Staff within the east Asian powerhouse financial system already face a number of the longest hours on this planet – rating fourth behind solely Mexico, Costa Rica and Chile in 2021, in keeping with the OECD – and dying by overwork (“gwarosa”) is believed to kill scores of individuals yearly.

But the federal government had backed the plan to extend the cap following strain from enterprise teams in search of a lift in productiveness – till, that’s, it bumped into vociferous opposition from the youthful era and labor unions.

South Korean President Yoon Suk Yeol’s senior secretary mentioned Wednesday the federal government would take a brand new “path” after listening to public opinion and mentioned it was dedicated to defending the rights and pursuits of millennial, era Z and non-union employees.

Elevating the cap had been seen as a means of addressing the looming labor scarcity the nation faces as a result of its dwindling fertility fee, which is the world’s lowest, and its growing older inhabitants.

However the transfer was broadly panned by critics who argued tightening the screw on employees would solely make issues worse; consultants incessantly cite the nation’s demanding work tradition and rising disillusionment amongst youthful generations as driving elements in its demographic issues.

It was solely as just lately as 2018 that, as a result of fashionable demand, the nation had lowered the restrict from 68 hours per week to the present 52 – a transfer that on the time obtained overwhelming assist within the Nationwide Meeting.

The present legislation limits the work week to 40 hours plus as much as 12 hours of compensated additional time – although in actuality, critics say, many employees discover themselves underneath strain to work longer.

“The proposal doesn’t make any sense… and is so removed from what employees really need,” mentioned Jung Junsik, 25, a college scholar from the capital Seoul who added that even with the federal government’s U-turn, many employees would nonetheless be pressured to work past the authorized most.

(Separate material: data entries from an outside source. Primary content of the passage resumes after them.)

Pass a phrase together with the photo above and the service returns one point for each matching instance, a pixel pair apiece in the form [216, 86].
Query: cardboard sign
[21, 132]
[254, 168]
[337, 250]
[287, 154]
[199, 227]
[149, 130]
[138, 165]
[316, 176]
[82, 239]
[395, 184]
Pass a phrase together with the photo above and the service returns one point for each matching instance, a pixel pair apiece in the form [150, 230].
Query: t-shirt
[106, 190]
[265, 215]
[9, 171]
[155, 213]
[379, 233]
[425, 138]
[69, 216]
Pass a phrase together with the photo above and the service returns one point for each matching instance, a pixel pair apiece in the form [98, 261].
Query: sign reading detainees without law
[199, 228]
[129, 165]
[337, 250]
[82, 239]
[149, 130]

“My very own father works excessively each week and there’s no boundary between work and life,” he mentioned. “Sadly, that is fairly widespread within the workforce. Labor inspectors can’t watch each office 24/7. South Korean folks will (stay) weak to lethal additional time work.”

Pedestrians in downtown Seoul.

In accordance with the OECD, South Koreans labored a mean 1,915 hours in 2021, far above the OECD common of 1,716 and the American common of 1,767.

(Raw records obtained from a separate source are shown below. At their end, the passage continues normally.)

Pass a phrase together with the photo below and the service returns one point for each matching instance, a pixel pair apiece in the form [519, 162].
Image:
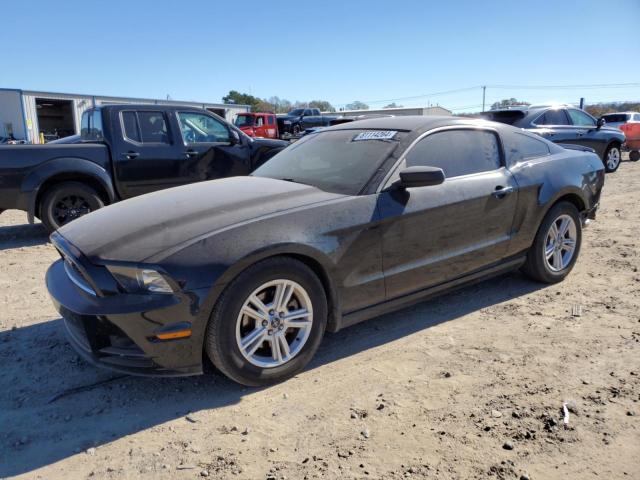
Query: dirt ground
[470, 385]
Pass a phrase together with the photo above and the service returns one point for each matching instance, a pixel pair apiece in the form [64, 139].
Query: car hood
[135, 230]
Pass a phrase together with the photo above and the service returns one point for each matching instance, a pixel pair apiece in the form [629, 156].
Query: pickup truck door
[210, 149]
[145, 152]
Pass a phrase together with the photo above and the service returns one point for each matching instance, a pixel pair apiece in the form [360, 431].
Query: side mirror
[412, 177]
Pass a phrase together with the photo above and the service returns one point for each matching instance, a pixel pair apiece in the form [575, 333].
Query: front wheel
[612, 159]
[268, 323]
[556, 246]
[67, 201]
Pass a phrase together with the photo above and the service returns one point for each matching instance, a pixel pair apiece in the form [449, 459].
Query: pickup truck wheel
[268, 323]
[64, 202]
[612, 159]
[556, 245]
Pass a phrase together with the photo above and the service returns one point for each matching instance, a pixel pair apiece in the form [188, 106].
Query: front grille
[76, 276]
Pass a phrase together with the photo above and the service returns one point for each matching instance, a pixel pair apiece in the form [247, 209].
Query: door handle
[501, 192]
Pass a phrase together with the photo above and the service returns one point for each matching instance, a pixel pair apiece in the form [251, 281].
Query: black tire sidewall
[220, 340]
[537, 265]
[57, 192]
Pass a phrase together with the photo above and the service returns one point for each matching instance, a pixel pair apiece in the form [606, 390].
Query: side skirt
[410, 299]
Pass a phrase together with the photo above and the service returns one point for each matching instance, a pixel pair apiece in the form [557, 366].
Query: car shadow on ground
[15, 236]
[54, 405]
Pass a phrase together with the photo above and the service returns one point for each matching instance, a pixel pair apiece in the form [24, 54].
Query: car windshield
[244, 121]
[337, 161]
[615, 118]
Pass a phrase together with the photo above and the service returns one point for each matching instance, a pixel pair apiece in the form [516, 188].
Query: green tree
[357, 105]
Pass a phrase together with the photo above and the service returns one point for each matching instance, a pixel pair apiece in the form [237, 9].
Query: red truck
[262, 125]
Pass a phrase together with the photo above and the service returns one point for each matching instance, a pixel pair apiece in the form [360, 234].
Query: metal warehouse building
[43, 116]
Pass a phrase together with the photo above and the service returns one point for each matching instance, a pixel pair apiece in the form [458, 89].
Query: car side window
[457, 152]
[521, 147]
[130, 126]
[152, 127]
[581, 119]
[202, 128]
[552, 117]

Lengthy hours – alongside excessive ranges of schooling and a rise in girls getting into the workforce – have been as soon as broadly credited as fueling the nation’s outstanding financial progress following the Korean Battle within the Nineteen Fifties, when it went from being a poor financial system to one of many world’s richest.

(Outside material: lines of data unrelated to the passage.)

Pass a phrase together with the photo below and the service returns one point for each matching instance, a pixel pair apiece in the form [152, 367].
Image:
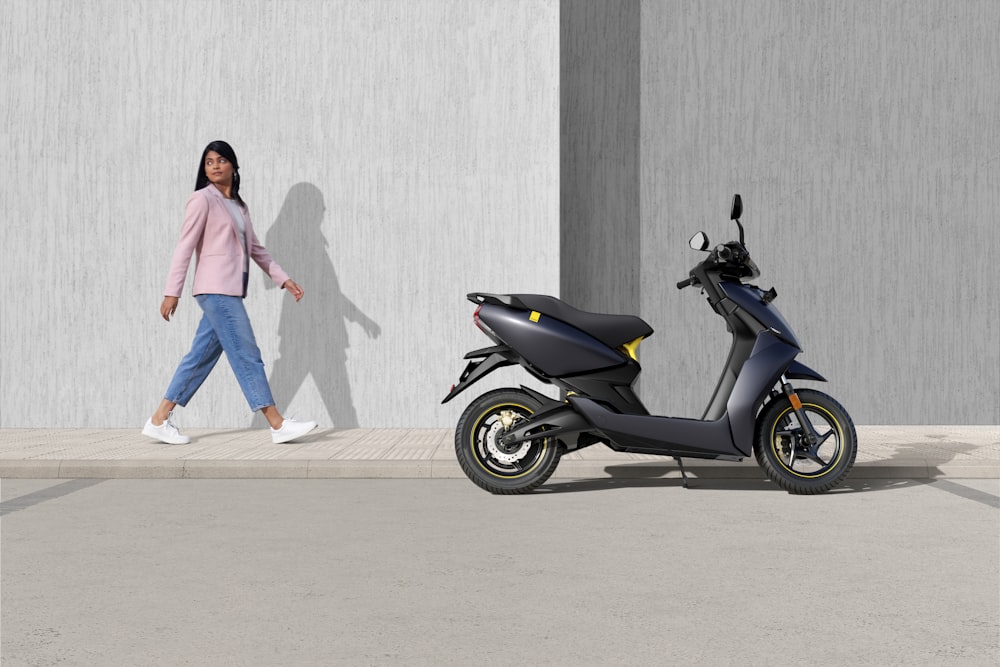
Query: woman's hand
[293, 288]
[168, 307]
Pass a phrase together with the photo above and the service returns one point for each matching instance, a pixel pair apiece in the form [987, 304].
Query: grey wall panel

Nonetheless, critics say the flipside to these lengthy hours might be seen clearly within the scores of “gwarosa” instances – “dying by overwork” – during which exhausted folks pay with their lives via coronary heart assaults, industrial accidents or sleep-deprived driving.

Haein Shim, a spokeswoman for the Seoul-based feminist group Haeil, mentioned the nation’s speedy progress and financial success had come at a value and the proposal to increase working hours mirrored the federal government’s “reluctance to acknowledge the realities of South Korean society.”

She mentioned “isolation and lack of neighborhood stemming from lengthy work hours and intense workdays” was already taking its toll on many employees and “insane work hours will additional exacerbate challenges confronted by Korean girls.”

Along with gwarosa instances, the nation additionally has the best suicide fee amongst developed nations, in keeping with knowledge from the Nationwide Statistical Workplace, she identified.

“It’s essential for the federal government (and corporations) to handle urgent points which might be already affecting lives,” Shim mentioned. “The necessity for assist and a wholesome work life stability can’t be neglected if we’re to make sure the well-being of people with the truth of the best suicide fee within the OECD.”

In 2017, the yr earlier than the federal government lowered the cap on working hours, tons of of individuals died as a result of overwork, in keeping with authorities knowledge. Even when the restrict was reduce to 52 hours, instances of “gwarosa” continued to make the headlines. In 2020, labor unions mentioned 14 supply employees had died as a result of overwork, having sacrificed their psychological well being and well-being to maintain the nation going in the course of the peak of the Covid-19 pandemic.